Logging everything at DEBUG level in production. Produces such volume that security events are buried in noise. Debug logging also risks exposing sensitive data -- request bodies containing passwords, internal state containing encryption keys, SQL queries containing user data. Use structured audit events for security concerns, not verbose debug output. Keep DEBUG logging disabled in production or restricted to specific components during active troubleshooting.
Logs stored only on the application server. If the server is compromised, the attacker deletes the local logs and the evidence is gone. Always forward logs to an independent aggregator in real time. The local log file on the application server should be treated as a buffer, not as the permanent record.
No correlation IDs across services. In a distributed system, a single user action may span multiple services. Without a request or correlation ID propagated through all service calls and included in every audit event, reconstructing an attack timeline requires manual timestamp correlation across dozens of log sources -- slow, error-prone, and often impossible when clocks are skewed. Propagate a correlation ID (via HTTP header, message metadata, or distributed tracing context) and include it in every audit event.
Audit logging as an afterthought, added post-launch. The most vulnerable period for an application is immediately after launch -- configuration is fresh, security hardening is incomplete, and the team is still learning the system's behavior. Adding audit logging weeks or months after launch means this critical period has no audit trail. Design and implement audit logging alongside the feature it monitors, shipping them together.
Logging PII in violation of privacy regulations. Audit logs that contain full names, email addresses, phone numbers, IP addresses (considered PII under GDPR), or health information create a secondary data protection liability. The audit log itself becomes a sensitive data store requiring access controls, encryption, and data subject access request handling. Log the minimum identifiers needed (user IDs, resource IDs) and join with the primary data store only when investigation requires it.

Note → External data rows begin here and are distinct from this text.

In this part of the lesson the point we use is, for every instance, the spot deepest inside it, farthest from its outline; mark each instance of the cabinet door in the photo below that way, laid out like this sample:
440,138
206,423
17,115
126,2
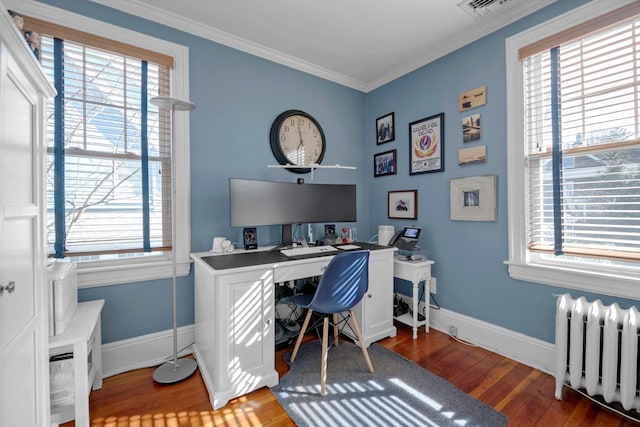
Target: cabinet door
378,308
247,331
23,381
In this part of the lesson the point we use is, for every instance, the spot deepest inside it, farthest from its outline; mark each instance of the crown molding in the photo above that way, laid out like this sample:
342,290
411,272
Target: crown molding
160,16
482,29
146,11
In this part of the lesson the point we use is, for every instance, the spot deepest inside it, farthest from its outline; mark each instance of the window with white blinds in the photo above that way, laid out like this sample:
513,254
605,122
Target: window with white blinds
109,155
582,145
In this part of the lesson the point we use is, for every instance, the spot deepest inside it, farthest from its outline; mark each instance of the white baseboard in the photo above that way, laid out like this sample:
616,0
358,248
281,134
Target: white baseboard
522,348
153,349
145,351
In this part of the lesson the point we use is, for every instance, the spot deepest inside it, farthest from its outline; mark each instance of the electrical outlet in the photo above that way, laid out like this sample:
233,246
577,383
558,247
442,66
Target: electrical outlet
453,331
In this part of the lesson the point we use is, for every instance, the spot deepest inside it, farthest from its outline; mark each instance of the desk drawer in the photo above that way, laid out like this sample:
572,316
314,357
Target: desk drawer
301,270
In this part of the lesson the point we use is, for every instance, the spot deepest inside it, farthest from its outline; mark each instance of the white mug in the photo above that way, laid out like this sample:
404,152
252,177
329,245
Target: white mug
217,244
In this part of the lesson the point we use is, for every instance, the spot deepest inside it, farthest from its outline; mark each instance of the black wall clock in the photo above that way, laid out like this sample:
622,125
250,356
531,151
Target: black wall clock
297,139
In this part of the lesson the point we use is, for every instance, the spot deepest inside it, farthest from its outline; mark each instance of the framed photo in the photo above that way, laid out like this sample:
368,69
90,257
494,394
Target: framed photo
472,98
426,144
473,199
471,128
384,163
385,129
468,156
403,204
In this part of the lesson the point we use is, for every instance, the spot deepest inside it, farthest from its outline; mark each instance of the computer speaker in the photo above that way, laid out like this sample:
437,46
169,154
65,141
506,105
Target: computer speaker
250,237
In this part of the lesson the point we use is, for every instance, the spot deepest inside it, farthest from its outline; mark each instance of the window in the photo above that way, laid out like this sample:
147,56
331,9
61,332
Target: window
574,151
109,203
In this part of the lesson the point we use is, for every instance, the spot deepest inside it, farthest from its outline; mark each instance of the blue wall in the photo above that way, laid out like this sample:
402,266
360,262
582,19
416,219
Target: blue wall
238,96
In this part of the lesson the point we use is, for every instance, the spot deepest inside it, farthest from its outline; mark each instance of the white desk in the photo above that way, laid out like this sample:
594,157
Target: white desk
415,272
83,336
235,313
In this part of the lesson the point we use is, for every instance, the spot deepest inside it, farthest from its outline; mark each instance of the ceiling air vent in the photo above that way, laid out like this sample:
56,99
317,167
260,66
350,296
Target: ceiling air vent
479,8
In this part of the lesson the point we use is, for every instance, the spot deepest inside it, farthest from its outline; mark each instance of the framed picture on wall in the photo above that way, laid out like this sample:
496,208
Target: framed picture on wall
473,199
384,163
426,144
403,204
471,128
385,128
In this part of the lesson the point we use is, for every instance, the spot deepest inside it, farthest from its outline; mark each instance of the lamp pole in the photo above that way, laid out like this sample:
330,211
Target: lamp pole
174,370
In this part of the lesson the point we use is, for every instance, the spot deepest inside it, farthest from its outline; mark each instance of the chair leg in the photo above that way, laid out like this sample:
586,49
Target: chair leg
323,370
305,324
365,353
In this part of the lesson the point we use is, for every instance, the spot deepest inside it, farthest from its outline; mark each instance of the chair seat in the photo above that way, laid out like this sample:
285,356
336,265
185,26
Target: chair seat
343,284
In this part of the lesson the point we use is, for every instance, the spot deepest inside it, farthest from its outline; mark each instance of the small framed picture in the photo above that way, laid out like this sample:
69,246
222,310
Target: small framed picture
384,163
385,129
403,204
426,144
468,156
473,199
471,128
472,98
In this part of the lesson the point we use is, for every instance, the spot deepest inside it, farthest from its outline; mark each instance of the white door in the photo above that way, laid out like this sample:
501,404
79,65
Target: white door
23,342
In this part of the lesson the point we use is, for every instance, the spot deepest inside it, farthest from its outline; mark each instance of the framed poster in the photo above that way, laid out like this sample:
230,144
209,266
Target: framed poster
384,163
403,204
385,129
426,144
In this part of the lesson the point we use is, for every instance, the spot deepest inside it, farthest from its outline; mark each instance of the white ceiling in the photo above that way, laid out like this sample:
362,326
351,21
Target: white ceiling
361,44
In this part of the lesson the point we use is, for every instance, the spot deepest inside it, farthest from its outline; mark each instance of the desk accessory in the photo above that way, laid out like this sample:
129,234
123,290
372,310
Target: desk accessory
250,237
174,370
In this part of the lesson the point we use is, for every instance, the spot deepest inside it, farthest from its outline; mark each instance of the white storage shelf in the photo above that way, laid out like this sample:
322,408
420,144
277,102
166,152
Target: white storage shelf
83,338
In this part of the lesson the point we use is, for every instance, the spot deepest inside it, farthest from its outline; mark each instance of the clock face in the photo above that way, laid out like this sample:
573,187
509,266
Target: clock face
297,139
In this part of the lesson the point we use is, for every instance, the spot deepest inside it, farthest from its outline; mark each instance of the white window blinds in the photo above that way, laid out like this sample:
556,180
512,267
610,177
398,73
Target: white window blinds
109,162
582,103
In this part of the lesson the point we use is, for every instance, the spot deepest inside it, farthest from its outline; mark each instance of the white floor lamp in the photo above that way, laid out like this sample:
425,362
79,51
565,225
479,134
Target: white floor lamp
174,370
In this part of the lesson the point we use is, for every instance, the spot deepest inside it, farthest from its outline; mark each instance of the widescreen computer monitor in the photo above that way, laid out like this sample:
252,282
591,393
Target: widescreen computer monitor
255,203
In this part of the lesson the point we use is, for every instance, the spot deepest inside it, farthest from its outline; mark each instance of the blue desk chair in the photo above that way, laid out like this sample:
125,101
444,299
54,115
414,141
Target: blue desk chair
343,284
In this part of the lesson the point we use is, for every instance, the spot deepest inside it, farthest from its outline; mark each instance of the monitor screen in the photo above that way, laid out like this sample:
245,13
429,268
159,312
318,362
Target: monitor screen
411,232
254,203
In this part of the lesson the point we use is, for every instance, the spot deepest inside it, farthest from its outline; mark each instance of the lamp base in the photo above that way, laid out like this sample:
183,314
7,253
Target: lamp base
169,373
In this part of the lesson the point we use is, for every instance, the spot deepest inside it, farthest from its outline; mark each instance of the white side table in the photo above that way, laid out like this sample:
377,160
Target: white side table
415,272
83,337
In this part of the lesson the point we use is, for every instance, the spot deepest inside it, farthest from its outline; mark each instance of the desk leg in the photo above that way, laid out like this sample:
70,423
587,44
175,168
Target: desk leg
414,301
96,356
427,300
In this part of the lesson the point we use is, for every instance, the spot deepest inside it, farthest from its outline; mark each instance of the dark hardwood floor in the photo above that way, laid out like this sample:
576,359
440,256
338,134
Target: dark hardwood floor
525,395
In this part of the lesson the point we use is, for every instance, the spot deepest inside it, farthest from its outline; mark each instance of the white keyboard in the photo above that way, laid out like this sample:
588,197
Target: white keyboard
311,250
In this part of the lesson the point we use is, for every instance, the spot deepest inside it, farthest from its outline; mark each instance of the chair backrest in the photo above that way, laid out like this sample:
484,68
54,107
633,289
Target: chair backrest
344,282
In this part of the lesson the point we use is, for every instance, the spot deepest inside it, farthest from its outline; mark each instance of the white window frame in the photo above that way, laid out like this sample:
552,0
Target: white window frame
103,273
602,279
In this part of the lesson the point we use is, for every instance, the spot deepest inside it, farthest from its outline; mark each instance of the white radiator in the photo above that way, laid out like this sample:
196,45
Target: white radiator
597,350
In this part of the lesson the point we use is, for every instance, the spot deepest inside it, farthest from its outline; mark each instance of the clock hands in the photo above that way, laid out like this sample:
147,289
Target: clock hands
300,150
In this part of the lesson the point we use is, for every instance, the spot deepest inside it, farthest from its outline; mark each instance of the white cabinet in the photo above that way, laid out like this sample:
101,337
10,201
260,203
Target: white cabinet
83,338
235,314
24,397
234,331
374,312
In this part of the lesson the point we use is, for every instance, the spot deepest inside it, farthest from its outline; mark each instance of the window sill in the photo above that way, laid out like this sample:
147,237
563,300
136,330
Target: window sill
96,276
607,281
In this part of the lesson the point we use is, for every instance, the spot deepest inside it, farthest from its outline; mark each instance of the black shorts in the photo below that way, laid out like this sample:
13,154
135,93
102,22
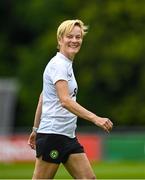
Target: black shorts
56,148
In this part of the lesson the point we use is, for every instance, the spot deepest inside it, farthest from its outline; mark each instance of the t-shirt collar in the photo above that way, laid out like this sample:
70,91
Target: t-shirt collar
64,57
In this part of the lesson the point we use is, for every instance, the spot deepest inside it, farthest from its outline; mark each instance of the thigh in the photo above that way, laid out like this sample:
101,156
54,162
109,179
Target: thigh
44,170
79,166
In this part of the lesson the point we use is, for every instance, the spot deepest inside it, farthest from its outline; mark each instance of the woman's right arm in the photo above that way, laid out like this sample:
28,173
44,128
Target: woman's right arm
32,137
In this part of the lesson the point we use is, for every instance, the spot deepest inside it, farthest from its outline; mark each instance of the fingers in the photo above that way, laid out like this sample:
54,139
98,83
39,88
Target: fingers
108,125
31,141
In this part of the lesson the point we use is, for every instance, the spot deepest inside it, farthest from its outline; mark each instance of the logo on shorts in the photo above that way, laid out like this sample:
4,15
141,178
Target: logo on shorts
54,154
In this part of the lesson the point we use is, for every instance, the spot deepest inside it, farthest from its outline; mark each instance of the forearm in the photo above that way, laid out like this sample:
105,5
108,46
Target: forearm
79,110
38,112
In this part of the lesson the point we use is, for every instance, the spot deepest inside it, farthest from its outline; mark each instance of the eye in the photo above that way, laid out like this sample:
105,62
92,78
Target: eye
78,37
69,36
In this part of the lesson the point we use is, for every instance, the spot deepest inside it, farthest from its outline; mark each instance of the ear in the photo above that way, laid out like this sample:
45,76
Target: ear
59,40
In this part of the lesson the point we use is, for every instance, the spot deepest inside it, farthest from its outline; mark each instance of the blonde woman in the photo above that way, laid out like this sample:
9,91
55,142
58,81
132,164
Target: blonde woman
53,135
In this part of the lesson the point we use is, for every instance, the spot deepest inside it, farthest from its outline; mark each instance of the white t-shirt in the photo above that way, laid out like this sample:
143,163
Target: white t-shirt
56,119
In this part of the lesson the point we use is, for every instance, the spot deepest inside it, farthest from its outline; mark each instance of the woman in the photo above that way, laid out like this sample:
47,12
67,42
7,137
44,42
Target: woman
58,110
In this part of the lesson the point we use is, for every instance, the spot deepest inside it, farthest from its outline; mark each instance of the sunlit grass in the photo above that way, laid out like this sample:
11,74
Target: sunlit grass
103,170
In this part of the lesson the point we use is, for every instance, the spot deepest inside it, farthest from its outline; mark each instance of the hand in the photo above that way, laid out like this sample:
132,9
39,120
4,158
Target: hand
32,140
104,123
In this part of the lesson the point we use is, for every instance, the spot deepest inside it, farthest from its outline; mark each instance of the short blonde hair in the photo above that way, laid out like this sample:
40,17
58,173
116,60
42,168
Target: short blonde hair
67,26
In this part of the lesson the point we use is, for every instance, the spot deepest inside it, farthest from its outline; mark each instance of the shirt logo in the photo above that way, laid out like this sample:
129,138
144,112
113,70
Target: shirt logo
54,154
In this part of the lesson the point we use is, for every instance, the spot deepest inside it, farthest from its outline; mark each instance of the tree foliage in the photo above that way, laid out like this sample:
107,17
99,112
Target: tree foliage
109,68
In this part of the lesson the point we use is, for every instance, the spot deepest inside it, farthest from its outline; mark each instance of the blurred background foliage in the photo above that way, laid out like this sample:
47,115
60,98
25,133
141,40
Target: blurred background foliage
110,68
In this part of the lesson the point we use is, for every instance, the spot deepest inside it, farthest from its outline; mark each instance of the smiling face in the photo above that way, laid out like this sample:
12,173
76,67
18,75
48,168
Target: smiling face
70,43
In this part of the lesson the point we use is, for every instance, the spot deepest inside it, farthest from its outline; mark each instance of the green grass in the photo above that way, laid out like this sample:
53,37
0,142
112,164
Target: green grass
103,170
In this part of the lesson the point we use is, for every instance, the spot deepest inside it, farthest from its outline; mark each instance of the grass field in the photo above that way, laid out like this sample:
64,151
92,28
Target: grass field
103,170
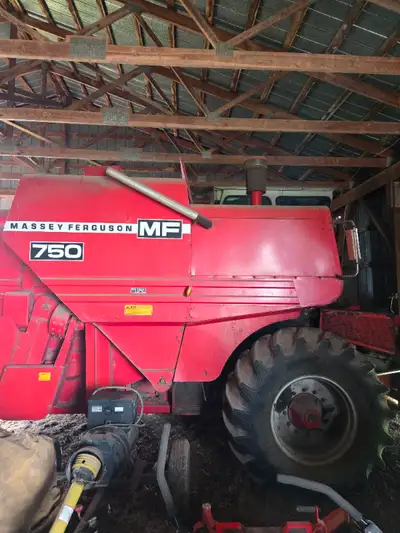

Alert fatigue from poorly tuned thresholds. Alerting on every failed login produces thousands of alerts per day, all ignored. Tune alert thresholds to reduce false positives: alert on 10+ failed logins from a single IP in 5 minutes, not on individual failures. Use progressive escalation: first alert goes to a Slack channel, repeated alerts page the on-call engineer. Review and adjust thresholds monthly based on alert-to-incident ratio.